The door of the lodge was opened about five minutes after the bell had rung, and an old man peered out into the night, holding a candle shaded by his feeble hand, and looking suspiciously towards the gate.
"Who is it?" he said.
"It is I, Captain Arundel. Open the gate, please."
The man, who was very old, and whose intellect seemed to have grown as dim and foggy as the night itself, reflected for a few moments, and then mumbled,––
"Cap'en Arundel! Ay, to be sure, to be sure. Parson Arundel's nevy; ay, ay."
He went back into the lodge, to the disgust and aggravation of the young soldier, who rattled fiercely at the gate once more in his impatience. But the old man emerged presently, as tranquil as if the blank November night had been some sunshiny noontide in July, carrying a lantern and a bunch of keys, one of which he proceeded in a leisurely manner to apply to the great lock of the gate.
"Let me in!" cried Edward Arundel. "Man alive! do you think I came down here to stand all night staring through these iron bars? Is Marchmont Towers a prison, that you shut your gates as if they were never to be opened until the Day of Judgment?"
The old man responded with a feeble, chirpy laugh, an audible grin, senile and conciliatory.
"We've no need to keep t' geates open arter dark," he said; "folk doan't coome to the Toowers arter dark."
He had succeeded by this time in turning the key in the lock; one of the gates rolled slowly back upon its rusty hinges, creaking and groaning as if in hoarse protest against all visitors to the Towers; and Edward Arundel entered the dreary domain which John Marchmont had inherited from his kinsman.
The postillion turned his horses from the highroad without the gates into the broad drive leading up to the mansion. Far away, across the wet flats, the broad western front of that gaunt stone dwelling–place frowned upon the travellers, its black grimness only relieved by two or three dim red patches, that told of lighted windows and human habitation. It was rather difficult to associate friendly flesh and blood with Marchmont Towers on this dark November night. The nervous traveller would have rather expected to find diabolical denizens lurking within those black and stony walls; hideous enchantments beneath that rain–bespattered roof; weird and incarnate horrors brooding by deserted hearths, and fearful shrieks of souls in perpetual pain breaking upon the stillness of the night.
Edward Arundel had no thought of these things. He knew that the place was darksome and gloomy, and that, in very spite of himself, he had always been unpleasantly impressed by it; but he knew nothing more. He only wanted to reach the house without delay, and to ask for the young wife whom he had parted with upon a balmy August evening three months before.
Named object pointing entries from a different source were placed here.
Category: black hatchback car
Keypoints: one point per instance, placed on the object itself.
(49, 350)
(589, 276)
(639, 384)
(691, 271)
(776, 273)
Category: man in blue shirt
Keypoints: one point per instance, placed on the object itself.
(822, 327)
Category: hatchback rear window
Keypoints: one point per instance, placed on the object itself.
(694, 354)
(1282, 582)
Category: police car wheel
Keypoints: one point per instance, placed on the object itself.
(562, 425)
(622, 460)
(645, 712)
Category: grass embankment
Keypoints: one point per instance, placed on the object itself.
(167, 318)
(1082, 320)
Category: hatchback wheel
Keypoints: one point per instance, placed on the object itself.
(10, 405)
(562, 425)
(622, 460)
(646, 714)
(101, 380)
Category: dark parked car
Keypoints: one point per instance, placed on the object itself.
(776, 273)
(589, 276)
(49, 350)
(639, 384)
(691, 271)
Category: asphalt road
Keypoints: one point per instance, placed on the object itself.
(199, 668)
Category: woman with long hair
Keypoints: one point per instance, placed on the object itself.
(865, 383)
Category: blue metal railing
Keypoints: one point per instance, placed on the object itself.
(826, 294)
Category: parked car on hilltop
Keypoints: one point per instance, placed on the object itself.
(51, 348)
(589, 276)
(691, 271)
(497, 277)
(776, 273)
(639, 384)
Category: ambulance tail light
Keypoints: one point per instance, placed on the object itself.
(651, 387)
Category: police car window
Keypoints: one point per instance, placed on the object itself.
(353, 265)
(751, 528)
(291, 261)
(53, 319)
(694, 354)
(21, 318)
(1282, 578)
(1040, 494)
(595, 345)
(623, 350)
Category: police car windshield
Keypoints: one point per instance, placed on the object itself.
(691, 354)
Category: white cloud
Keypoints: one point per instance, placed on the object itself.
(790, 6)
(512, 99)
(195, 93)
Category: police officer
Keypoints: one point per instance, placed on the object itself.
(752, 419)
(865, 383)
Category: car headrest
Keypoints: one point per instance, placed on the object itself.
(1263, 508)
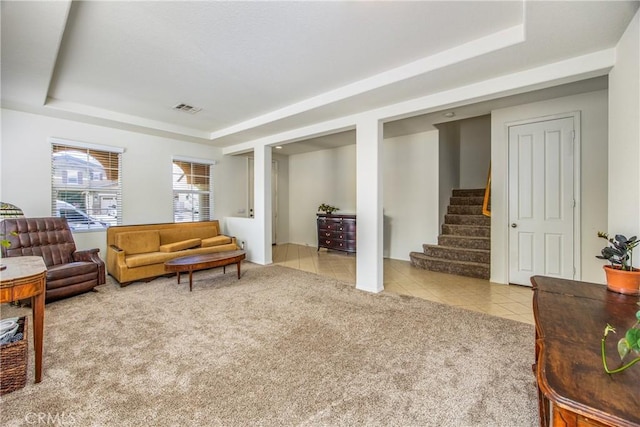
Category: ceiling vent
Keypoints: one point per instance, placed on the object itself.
(187, 108)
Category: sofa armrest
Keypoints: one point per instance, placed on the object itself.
(91, 255)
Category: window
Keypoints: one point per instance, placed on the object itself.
(192, 191)
(86, 184)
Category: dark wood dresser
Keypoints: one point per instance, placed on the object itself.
(573, 388)
(337, 232)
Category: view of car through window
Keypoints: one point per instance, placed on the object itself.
(77, 219)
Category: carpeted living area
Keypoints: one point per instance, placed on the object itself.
(277, 347)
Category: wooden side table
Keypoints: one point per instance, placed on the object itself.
(573, 388)
(25, 277)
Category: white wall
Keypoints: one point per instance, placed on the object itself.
(593, 197)
(624, 136)
(475, 151)
(410, 193)
(448, 167)
(146, 170)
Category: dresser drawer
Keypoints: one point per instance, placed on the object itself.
(337, 232)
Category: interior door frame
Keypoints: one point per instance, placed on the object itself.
(577, 164)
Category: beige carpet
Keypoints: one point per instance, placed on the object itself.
(279, 347)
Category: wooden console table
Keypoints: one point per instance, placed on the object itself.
(337, 232)
(25, 277)
(573, 389)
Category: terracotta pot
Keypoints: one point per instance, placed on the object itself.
(622, 281)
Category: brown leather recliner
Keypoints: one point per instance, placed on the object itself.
(69, 272)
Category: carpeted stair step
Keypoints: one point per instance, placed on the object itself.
(474, 192)
(465, 242)
(464, 209)
(466, 201)
(466, 230)
(481, 256)
(467, 219)
(461, 268)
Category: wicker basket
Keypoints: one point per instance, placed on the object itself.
(13, 361)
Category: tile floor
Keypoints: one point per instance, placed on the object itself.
(508, 301)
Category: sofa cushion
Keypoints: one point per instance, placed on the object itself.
(178, 234)
(140, 260)
(215, 241)
(138, 242)
(178, 246)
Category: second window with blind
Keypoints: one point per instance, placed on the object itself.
(192, 190)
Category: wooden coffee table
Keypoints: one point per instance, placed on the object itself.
(202, 262)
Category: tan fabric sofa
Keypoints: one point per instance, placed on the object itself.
(138, 252)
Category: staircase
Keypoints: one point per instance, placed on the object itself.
(464, 246)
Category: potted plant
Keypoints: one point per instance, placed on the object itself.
(629, 344)
(328, 209)
(622, 277)
(6, 243)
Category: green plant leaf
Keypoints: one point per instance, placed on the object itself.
(633, 338)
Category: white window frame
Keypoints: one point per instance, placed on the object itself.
(89, 215)
(189, 214)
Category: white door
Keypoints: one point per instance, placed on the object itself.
(541, 200)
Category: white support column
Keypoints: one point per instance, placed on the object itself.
(369, 264)
(261, 250)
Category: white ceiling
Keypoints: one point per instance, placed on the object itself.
(259, 68)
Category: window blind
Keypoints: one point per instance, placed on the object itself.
(86, 185)
(192, 191)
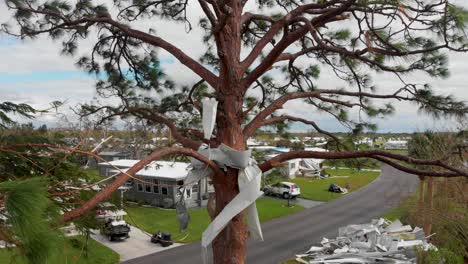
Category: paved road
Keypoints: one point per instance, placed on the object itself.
(293, 234)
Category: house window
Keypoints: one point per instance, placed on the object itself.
(156, 186)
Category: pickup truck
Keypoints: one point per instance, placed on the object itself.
(286, 190)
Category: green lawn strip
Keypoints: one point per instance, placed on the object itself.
(67, 253)
(317, 189)
(153, 219)
(93, 175)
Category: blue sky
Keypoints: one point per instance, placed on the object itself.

He wanted this passionately, almost madly; and every moment made his impatience wilder, his anxiety more intense. It seemed as if all the journey from Dangerfield Park to Lincolnshire was as nothing compared to the space that still lay between him and Marchmont Towers.
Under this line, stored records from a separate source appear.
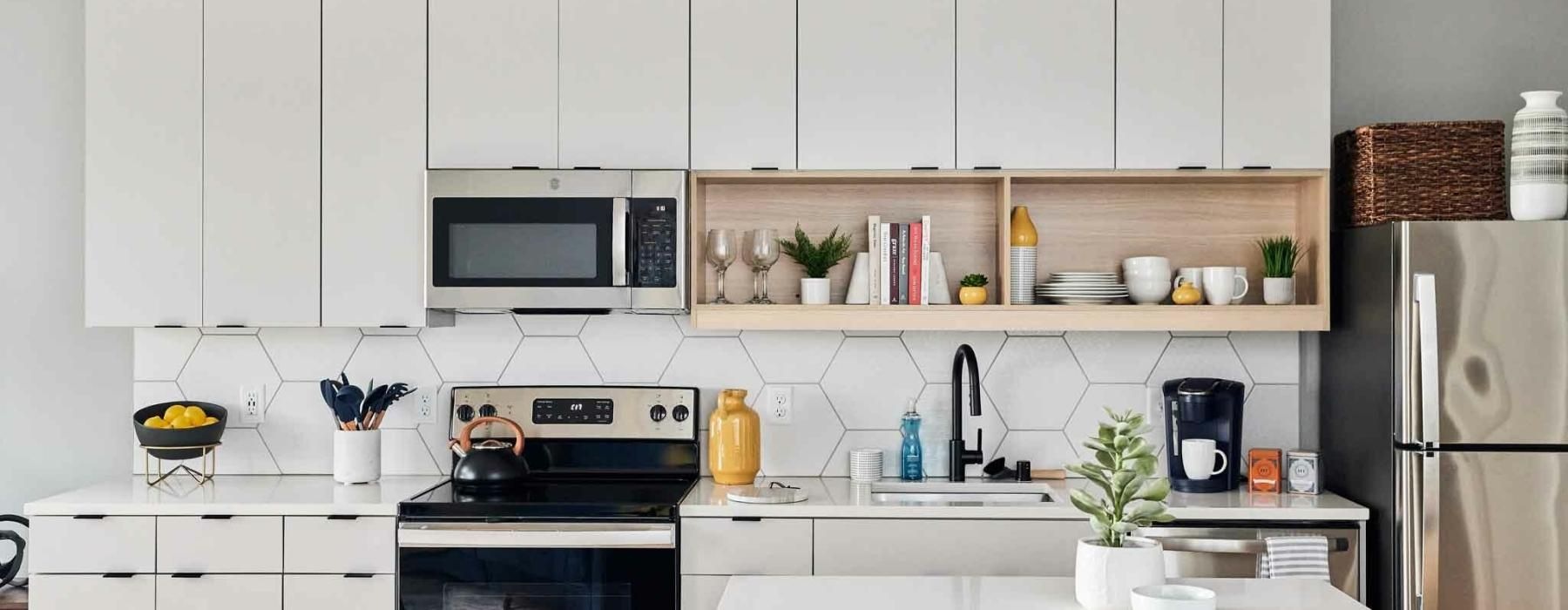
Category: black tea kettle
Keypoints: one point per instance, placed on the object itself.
(490, 464)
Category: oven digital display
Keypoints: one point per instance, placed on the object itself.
(572, 411)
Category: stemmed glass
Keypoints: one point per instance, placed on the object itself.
(720, 253)
(762, 251)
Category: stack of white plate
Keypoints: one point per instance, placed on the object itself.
(866, 464)
(1082, 288)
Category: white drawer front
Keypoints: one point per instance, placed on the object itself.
(217, 546)
(91, 546)
(946, 547)
(321, 592)
(339, 546)
(725, 546)
(58, 592)
(221, 592)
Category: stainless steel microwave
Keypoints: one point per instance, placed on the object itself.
(556, 241)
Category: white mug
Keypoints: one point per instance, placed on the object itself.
(1197, 458)
(1222, 286)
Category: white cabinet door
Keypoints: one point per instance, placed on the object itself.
(1037, 84)
(374, 162)
(1168, 84)
(625, 84)
(339, 593)
(877, 84)
(143, 164)
(262, 165)
(1277, 80)
(55, 592)
(493, 70)
(227, 592)
(742, 84)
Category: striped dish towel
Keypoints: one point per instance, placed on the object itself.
(1294, 557)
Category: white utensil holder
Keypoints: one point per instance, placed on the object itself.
(356, 457)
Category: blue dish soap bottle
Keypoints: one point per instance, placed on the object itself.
(911, 466)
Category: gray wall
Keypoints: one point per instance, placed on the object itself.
(63, 390)
(1444, 60)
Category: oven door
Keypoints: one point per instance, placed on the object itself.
(538, 566)
(529, 239)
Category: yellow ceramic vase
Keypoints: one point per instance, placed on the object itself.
(734, 439)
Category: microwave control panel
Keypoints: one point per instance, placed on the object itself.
(654, 243)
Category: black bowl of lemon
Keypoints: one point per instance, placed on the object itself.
(187, 424)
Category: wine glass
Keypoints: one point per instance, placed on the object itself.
(720, 253)
(764, 253)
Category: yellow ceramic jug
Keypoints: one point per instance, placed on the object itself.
(734, 439)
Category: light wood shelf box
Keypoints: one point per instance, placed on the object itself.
(1087, 220)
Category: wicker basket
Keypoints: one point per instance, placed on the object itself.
(1396, 172)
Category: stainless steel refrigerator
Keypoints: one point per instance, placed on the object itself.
(1444, 408)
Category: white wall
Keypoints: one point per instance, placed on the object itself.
(63, 388)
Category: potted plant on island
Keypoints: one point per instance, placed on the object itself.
(1280, 258)
(1112, 562)
(971, 289)
(815, 259)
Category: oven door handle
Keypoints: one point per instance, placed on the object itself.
(535, 537)
(618, 220)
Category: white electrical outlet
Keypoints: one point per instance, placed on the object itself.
(780, 405)
(253, 403)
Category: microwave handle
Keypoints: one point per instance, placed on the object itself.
(618, 219)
"We've done it in double–quick time, sir," the postillion said, complacently pointing to the steaming sides of his horses. "Master'll gie it to me for driving the beasts like this."
Edward Arundel looked at the panting animals. They had brought him quickly, then, though the way had seemed so long.
"You shall have a five–pound note, my lad," he said, "if you get me up to yonder house in five minutes."
He had his hand upon the door of the carriage, and was leaning against it for support, while he tried to recover enough strength with which to clamber into the vehicle, when his eye was caught by some white object flapping in the rain against the stone pillar of the gate, and made dimly visible in a flickering patch of light from the lodge–keeper's lantern.
"What's that?" he cried, pointing to this white spot upon the moss–grown stone.
The old man slowly raised his eyes to the spot towards which the soldier's finger pointed.
"That?" he mumbled. "Ay, to be sure, to be sure. Poor young lady! That's the printed bill as they stook oop. It's the printed bill, to be sure, to be sure. I'd a'most forgot it. It ain't been much good, anyhow; and I'd a'most forgot it."
"The printed bill! the young lady!" gasped Edward Arundel, in a hoarse, choking voice.
He snatched the lantern from the lodge–keeper's hand with a force that sent the old man reeling and tottering several paces backward; and, rushing to the stone pillar, held the light up above his head, on a level with the white placard which had attracted his notice. It was damp and dilapidated at the edges; but that which was printed upon it was as visible to the soldier as though each commonplace character had been a fiery sign inscribed upon a blazing scroll.
This was the announcement which Edward Arundel read upon the gate–post of Marchmont Towers:––
"ONE HUNDRED POUNDS REWARD.––Whereas Miss Mary Marchmont left her home on Wednesday last, October 17th, and has not since been heard of, this is to give notice that the above reward will be given to any one who shall afford such information as will lead to her recovery if she be alive, or to the discovery of her body if she be dead. The missing young lady is eighteen years of age, rather below the middle height, of fair complexion, light–brown hair, and hazel eyes. When she left her home, she had on a grey silk dress, grey shawl, and straw bonnet. She was last seen near the river–side upon the afternoon of Wednesday, the 17th instant.
"Marchmont Towers, October 20th, 1848."
It is not easy to imagine a lion–hearted young cavalry officer, whose soldiership in the Punjaub had won the praises of a Napier and an Outram, fainting away like a heroine of romance at the coming of evil tidings; but Edward Arundel, who had risen from a sick–bed to take a long and fatiguing journey in utter defiance of the doctors, was not strong enough to bear the dreadful welcome that greeted him upon the gate–post at Marchmont Towers.
He staggered, and would have fallen, had not the extended arms of his father's confidential servant been luckily opened to receive and support him. But he did not lose his senses.
"Get me into the carriage, Morrison," he cried. "Get me up to that house. They've tortured and tormented my wife while I've been lying like a log on my bed at Dangerfield. For God's sake, get me up there as quick as you can!"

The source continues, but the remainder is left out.